Reference Number TO 23-00069

Keywords

NMDAR, encephalitis, autoimmune, autoantibody, autoantibodies, neurological, CAR, CAR-T, CAAR, cell therapy

Invention Novelty

Pathogenic autoantibodies against the Anti-N-Methyl-D-Aspartate (NMDA) receptor (NMDAR) are responsible for the most common autoimmune encephalitis, a rare disease increasing in prevalence. NMDAR autoantibodies might also be at the origin of further neurologic diseases, e.g. autism and dementia. Current immunosuppressive treatment of NMDAR encephalitis like apheresis and rituximab aim to remove pathogenic autoantibodies, but its effects are non-specific. Immune suppression with rituximab depletes B cells, the source of pathogenic autoantibodies, but at the cost of removing B cells globally including immunoprotective B cells. Apheresis reduces the level of autoantibodies but does not remove the B cells.

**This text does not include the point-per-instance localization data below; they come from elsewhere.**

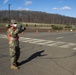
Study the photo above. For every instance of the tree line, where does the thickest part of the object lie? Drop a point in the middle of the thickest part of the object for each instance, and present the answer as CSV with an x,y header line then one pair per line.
x,y
36,17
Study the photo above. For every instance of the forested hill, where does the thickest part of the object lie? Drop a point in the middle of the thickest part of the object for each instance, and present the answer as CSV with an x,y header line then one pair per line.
x,y
36,17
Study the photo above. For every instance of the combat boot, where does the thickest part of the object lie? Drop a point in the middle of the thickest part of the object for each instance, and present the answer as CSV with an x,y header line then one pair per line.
x,y
14,67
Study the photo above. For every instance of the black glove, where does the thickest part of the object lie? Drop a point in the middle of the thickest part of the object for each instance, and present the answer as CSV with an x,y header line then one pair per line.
x,y
19,27
23,28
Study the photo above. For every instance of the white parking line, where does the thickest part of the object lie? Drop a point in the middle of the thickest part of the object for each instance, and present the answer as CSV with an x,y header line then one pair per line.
x,y
59,38
46,42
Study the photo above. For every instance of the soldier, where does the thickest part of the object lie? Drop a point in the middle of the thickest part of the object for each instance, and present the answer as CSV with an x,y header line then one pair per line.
x,y
14,49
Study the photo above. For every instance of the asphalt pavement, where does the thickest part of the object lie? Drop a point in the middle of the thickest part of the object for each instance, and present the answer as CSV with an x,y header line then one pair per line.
x,y
42,53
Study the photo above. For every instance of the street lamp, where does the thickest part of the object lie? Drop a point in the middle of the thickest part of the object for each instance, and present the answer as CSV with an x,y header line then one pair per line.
x,y
9,12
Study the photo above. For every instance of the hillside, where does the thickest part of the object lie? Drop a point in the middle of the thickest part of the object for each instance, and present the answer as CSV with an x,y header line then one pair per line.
x,y
36,17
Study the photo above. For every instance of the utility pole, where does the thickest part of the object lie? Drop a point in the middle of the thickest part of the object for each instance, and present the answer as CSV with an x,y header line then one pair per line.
x,y
9,12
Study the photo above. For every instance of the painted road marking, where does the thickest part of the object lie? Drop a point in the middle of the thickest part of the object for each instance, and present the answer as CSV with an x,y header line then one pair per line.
x,y
45,42
59,38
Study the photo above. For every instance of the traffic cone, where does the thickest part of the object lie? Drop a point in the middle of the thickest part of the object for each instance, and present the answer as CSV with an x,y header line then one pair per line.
x,y
36,32
22,33
48,31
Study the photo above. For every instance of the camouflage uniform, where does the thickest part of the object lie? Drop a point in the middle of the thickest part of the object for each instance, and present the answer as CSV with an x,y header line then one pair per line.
x,y
14,49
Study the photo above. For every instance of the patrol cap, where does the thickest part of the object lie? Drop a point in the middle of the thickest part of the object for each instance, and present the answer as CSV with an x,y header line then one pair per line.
x,y
13,21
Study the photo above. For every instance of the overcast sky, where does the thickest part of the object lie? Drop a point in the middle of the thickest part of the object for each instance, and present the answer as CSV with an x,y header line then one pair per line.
x,y
62,7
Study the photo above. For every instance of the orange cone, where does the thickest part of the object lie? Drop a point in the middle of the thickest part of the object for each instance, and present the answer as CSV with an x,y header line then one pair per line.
x,y
22,33
36,32
48,31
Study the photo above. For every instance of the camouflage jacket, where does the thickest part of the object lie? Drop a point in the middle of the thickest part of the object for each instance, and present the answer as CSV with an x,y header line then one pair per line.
x,y
13,37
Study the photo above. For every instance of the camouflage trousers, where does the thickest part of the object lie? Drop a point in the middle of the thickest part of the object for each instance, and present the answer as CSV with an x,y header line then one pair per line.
x,y
14,54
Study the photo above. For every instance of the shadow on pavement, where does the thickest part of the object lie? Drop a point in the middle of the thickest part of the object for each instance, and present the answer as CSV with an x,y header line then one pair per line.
x,y
37,54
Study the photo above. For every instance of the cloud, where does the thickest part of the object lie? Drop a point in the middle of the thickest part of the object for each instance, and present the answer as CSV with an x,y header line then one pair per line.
x,y
20,8
5,1
66,8
63,8
28,2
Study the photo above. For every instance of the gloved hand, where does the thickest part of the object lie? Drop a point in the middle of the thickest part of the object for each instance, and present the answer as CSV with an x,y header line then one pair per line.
x,y
23,28
19,27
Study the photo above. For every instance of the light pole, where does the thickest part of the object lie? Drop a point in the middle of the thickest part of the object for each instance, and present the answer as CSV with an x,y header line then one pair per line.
x,y
9,12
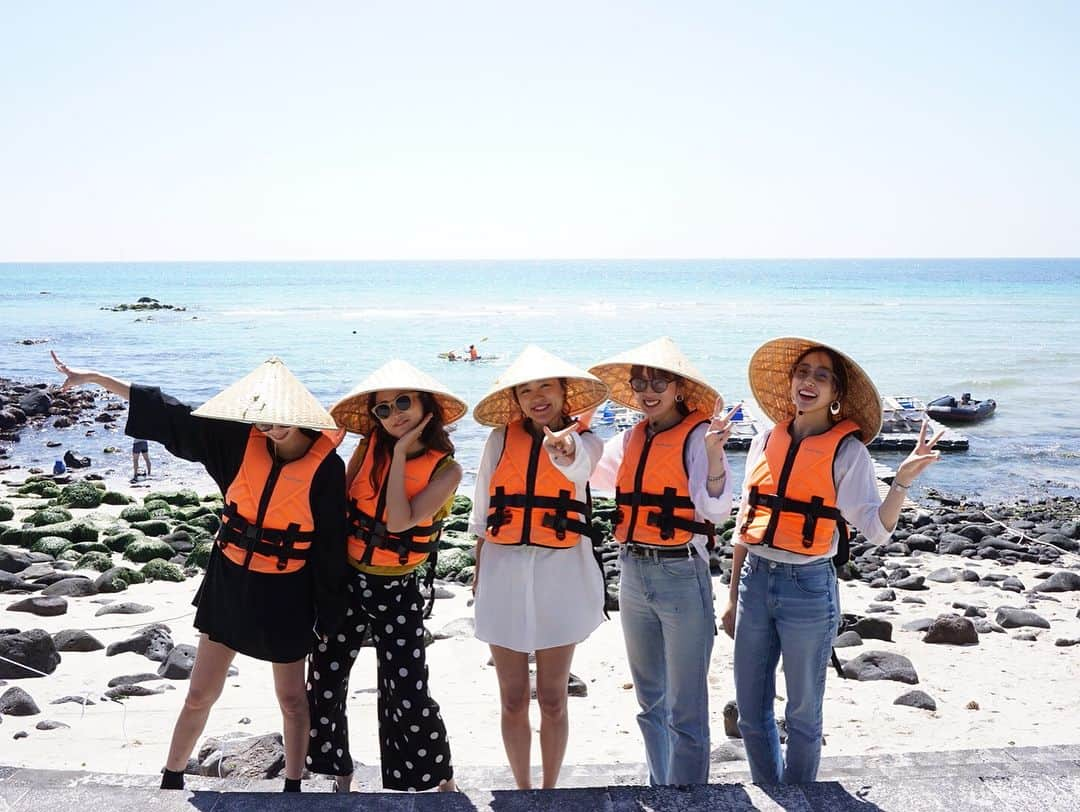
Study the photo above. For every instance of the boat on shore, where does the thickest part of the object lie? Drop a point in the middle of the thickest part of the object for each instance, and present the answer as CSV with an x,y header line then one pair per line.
x,y
963,409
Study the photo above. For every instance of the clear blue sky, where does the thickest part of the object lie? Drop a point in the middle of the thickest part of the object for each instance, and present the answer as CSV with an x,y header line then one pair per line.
x,y
502,129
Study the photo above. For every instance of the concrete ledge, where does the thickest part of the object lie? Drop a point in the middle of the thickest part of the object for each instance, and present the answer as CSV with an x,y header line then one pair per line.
x,y
1036,779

It was surprisingly found that T cells engineered with a chimeric autoantibody receptor (CAAR) target B cells expressing NMDAR-specific autoantibodies on their surface. It could be demonstrated that the NMDAR-CAAR T cells selectively eliminate anti-NMDAR memory B cells and inhibit disease-causing autoantibody production.

Value Proposition

This NMDAR-CAAR strategy could provide a highly selective treatment for a severe neurological autoimmune disease with reduced side effects, faster remission, and better long-term prognosis. The results will pave the way for clinical trials of CAAR-T cell therapy in NMDAR encephalitis and can be expanded to a broader spectrum of autoantibody-mediated diseases.

NMDAR targeted CAAR-T cell therapy

Technology Description

In contrast to chimeric antigen receptors, which recognize and bind their target through an extracellular antibody fragment, CAARs use the autoantigen to direct the cytotoxicity of T cells expressing the CAAR to only those B cells that produce NMDAR antibodies, leaving protective B cells unaffected. NMDAR-CAARs consist of an extracellular multi-subunit NMDAR autoantigen fused to fused to a CD8 hinge and an intracellular 4-1BB/CD3ζ signaling domain. NMDAR-CAARs recognized a large panel of autoantibodies from NMDAR encephalitis patients. Sera of patients with NMDAR encephalitis bound to NMDAR-CAAR transduced Jurkat cells, while none of healthy control sera showed any binding. NMDAR-CAAR engineered primary T cells of healthy donors could be activated by target cells expressing NMDAR-reactive autoantibodies. In a passive transfer mouse model of an anti-NMDAR B cell line, application of NMDAR-CAAR T cells led to the depletion of anti-NMDAR B cells and sustained reduction of autoantibody levels without notable off-target toxicity.

Commercial Opportunity

NMDAR-CAAR T cell therapy could avoid the chronic immunosuppression from current treatments while creating comparable or even enhanced efficacy. Expanding the CAAR T cell approach to all autoimmune encephalitides and other autoimmune-mediated diseases not only broadens its applicability, but provides new, possibly curative treatment options for these difficult-to-treat conditions.

Development Status

Based on multiple monoclonal antibodies, the binding domain of NMDAR-CAAR has been optimized to recognize the broadest possible repertoire of antibodies. The lead NMDAR-CAAR construct detected most of the monoclonal antibodies tested.

Patent Situation

Patents are pending in US, EP, JP, CN and CA, with priority of June 5, 2019.